How do we look into creating more well-balanced and empathetic teams?
SHENG: You can’t change the human aspect of the fact that we’re going to be biased. It’s more about how do you change the processes to mitigate the inherent bias our brains produce. In hiring, whether by using blind resumes or a rubric of defined criteria for hiring people, you can do that for design as well. Having an intentionality about these spaces rather than going about it as an afterthought makes the difference. One good example is nursing rooms for mothers. Some places of work will have a temporary space that’s usually a meeting space or an area not designed for the purpose of nursing. Having a space specifically set up for that use facilitates equity by giving mothers returning to the workforce support.
What are some ways women can approach equity in the industry?
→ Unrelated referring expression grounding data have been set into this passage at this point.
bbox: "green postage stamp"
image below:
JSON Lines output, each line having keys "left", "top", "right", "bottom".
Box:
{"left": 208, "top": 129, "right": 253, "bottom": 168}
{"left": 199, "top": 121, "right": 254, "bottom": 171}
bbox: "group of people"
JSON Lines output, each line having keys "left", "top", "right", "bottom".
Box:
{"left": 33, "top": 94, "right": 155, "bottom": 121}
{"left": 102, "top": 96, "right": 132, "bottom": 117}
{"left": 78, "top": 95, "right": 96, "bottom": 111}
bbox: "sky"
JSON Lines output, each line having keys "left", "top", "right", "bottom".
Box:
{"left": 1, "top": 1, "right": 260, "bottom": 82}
SHENG: Direct strategies include finding champions and mentors who speak up for you intentionally. Find a group of people who agree to help each other when they feel like they aren’t being heard. There are ways to effectively mitigate that, like the amplification strategy used by women in the White House where women in meetings repeated each other’s thoughts and gave credit to the women who said them. There are more strategic initiatives such as forming groups like our own [Equity in Architecture] or other women in architecture groups.
What is one of the biggest challenges to working toward gender parity in architecture and construction?
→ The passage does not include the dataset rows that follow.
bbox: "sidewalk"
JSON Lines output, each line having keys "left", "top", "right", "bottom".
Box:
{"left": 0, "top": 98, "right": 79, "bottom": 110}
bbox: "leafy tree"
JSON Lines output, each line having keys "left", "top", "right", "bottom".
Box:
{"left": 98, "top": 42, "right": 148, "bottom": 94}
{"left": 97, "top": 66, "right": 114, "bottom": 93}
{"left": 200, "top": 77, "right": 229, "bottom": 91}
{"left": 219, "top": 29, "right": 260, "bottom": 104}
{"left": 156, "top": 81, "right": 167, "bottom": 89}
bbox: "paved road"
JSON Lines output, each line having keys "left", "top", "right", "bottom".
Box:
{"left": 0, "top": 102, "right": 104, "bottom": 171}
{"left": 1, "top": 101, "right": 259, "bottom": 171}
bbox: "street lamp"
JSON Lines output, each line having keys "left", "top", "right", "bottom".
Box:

SHENG: Knowledge of [a workplace's] power [dynamics]. Doing pay equity audits to see if there’s a problem and having a diverse group of leaders who are bias-aware and culturally competent to use some kind of system or rubric in judging what determines a certain tier of pay, or what qualities or skill sets would earn a bonus or jump in pay can act as a solution.
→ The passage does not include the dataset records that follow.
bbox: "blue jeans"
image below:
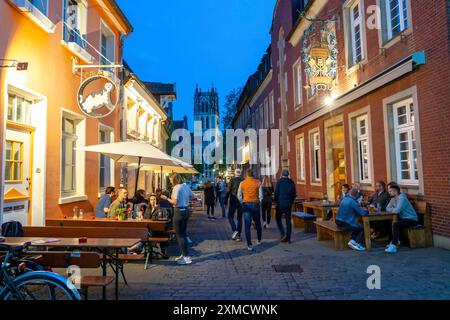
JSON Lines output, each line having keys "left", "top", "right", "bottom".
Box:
{"left": 228, "top": 197, "right": 243, "bottom": 235}
{"left": 219, "top": 192, "right": 226, "bottom": 217}
{"left": 242, "top": 202, "right": 262, "bottom": 246}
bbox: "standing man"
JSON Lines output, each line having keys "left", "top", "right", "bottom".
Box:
{"left": 238, "top": 169, "right": 263, "bottom": 251}
{"left": 228, "top": 169, "right": 243, "bottom": 241}
{"left": 95, "top": 186, "right": 115, "bottom": 218}
{"left": 108, "top": 188, "right": 129, "bottom": 219}
{"left": 385, "top": 185, "right": 418, "bottom": 254}
{"left": 216, "top": 176, "right": 227, "bottom": 218}
{"left": 274, "top": 170, "right": 297, "bottom": 243}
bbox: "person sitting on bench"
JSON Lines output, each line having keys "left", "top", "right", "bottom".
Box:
{"left": 335, "top": 188, "right": 369, "bottom": 251}
{"left": 385, "top": 185, "right": 418, "bottom": 254}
What are some ways companies can work to better support their employees from underrepresented groups? What are some ways you’ve seen or implemented such programs?
SHENG: As a supervisor, I try to be cognizant of needs and certain skill sets and lobby for them to get access to that. Mentorship and championship are key. If there are social events where people of other cultures don’t feel comfortable, we need to be more inviting and inclusive, whether it’s a happy hour, going out to golf or other alternative activities. Constant feedback is also important, along with having a support group.
What advice do you have for women in the industry?
SHENG: One is just learning how to discover your voice and be authentic and true to it. Be honest with yourself in creating a roadmap of getting as much information about the field itself, and getting knowledgeable about that research is important. A lack of knowledge about people’s lives is the big hindrance, so we should be encouraging people to share it and have a conversation about it. The worst thing is to assume that people know your challenges because they don’t. The best thing to do is to be transparent in talking about those challenges and having a solution to them. There can be this perception of, “Oh, you’re just whining.” We need to transform that and become an advocate for others and see if, across the board, this is something that is culturally in the firm and if this is something we should change.
Another is articulating your values and becoming better negotiators — finding skill sets that are deficient and trying to figure out your edge and where you’re needed, and thinking about how you get out of your comfort zone to give something everyone needs. There are ways to negotiate for yourself. Have a mindset of the greater good and think about how your value can contribute to the success of the firm.